Know your data 34: the best defense is offense

Numbers Rule Your World 2023-08-22

There really is not much more to say than to print the first sentence of this Bloomberg artcile (link):

Facebook owner Meta Platforms Inc. for years paid a contractor to scrape data from other websites while publicly condemning the practice and suing companies that pulled data from its own social-media platforms.

***

Web scraping is a very strange industry that operates in a shadow. At the end of this post, I hope you'll appreciate why the scrapers are hiding.

Let's trace how data land on websites. I'm going to use an example of baseball statistics in Baseball-Reference.com. Here is how one set of data looks like to human eyes:

The browser does not see it this way. This is what it seems (HTML):

Each line is a row of data and these lines extend far into the right. Here is the next part:

You start to see the numbers embedded among the HTML tags here (49, 27.3, ....)

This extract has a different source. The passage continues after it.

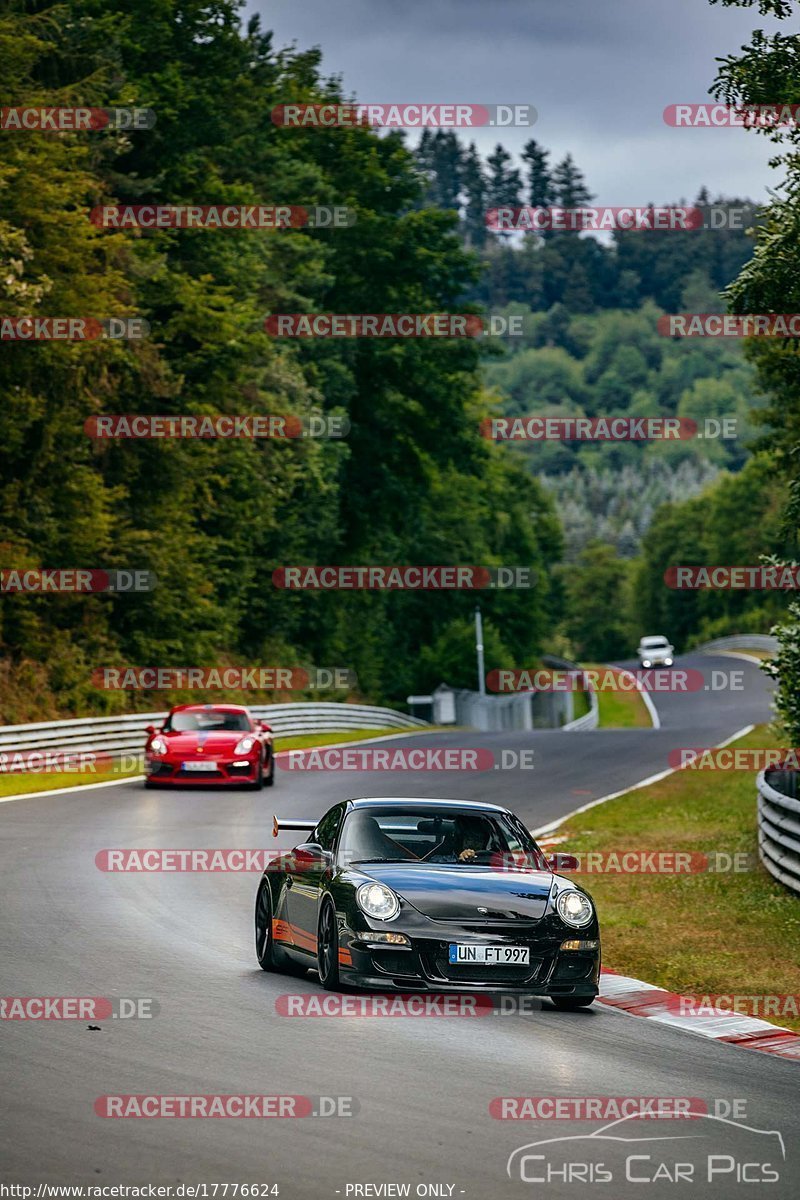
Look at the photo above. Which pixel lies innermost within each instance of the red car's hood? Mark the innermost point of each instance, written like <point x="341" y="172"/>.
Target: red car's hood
<point x="206" y="742"/>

Not surprisingly, the HTML format is not efficient for storing data. The raw data are stored in databases, and there is a process that extracts the data out of these databases, and transform them to HTML format. The transformation essentially adds formatting to let the browser know how to display the data.

The act of "web scraping" is to grab the HTML-formatted files, then reverse the above process - i.e. strip out the formatting, and reduce the information back to something that looks like an Excel spreadsheet.

***

The mystery is why this reverse process is needed.

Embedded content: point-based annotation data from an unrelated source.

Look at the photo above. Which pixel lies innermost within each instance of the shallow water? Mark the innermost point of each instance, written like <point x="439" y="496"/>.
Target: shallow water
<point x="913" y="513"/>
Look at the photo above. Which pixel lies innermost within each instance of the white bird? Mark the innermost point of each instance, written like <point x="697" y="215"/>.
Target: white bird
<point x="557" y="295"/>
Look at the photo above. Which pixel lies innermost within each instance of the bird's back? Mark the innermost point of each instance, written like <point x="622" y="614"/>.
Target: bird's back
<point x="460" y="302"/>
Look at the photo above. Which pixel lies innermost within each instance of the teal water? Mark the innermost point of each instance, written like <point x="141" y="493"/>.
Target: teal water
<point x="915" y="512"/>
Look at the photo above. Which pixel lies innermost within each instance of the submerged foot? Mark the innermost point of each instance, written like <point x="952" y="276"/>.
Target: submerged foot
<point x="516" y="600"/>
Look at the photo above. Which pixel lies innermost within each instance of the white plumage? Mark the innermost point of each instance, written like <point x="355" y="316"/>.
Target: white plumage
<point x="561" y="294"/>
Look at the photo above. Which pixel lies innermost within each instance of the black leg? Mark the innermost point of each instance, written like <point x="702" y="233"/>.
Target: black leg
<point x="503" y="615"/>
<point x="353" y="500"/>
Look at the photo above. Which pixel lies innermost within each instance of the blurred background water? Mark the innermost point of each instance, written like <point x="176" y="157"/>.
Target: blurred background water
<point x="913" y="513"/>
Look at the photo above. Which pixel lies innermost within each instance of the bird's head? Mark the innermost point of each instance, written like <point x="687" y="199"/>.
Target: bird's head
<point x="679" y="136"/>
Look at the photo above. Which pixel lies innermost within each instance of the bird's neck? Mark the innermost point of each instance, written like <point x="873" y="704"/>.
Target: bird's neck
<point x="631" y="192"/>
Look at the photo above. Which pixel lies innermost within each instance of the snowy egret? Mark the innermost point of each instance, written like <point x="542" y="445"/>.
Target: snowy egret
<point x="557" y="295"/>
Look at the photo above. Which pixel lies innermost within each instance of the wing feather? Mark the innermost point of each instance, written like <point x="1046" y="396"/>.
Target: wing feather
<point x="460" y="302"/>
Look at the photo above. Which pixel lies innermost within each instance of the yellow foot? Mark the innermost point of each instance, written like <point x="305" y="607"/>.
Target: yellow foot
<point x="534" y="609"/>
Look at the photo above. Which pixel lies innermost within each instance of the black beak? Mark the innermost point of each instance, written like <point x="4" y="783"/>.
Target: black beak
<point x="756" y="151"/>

What the scraper wants is the original dataset without the formatting. You'd think they can just ask for it directly.

In fact, some websites encourage others to use their data, so they create tools to distribute them. For example, Baseball-Reference.com has a tab called "Share & Export", with these options:

The key point is that all these options place the data directly into the users' hands. There is no scraping, no stripping of tags, etc.

This means that if scraping is necessary, it's usually against the website's wishes. Many websites (apparently including Meta/Facebook) want to "own" their data. These websites typically put up lots of barriers to impede scrapers. The process is not as smooth as the one I described above. For example, they can easily differentiate between a reader browsing the site and a scraper pulling down every page of every table - and they block the latter. They may use a variety of tools to hide the information from the scrapers. (You may have come across some webpages that make it impossible to copy data out of the tables - using Ctrl-C.) They may restrict the number of pages that can be viewed within a time window.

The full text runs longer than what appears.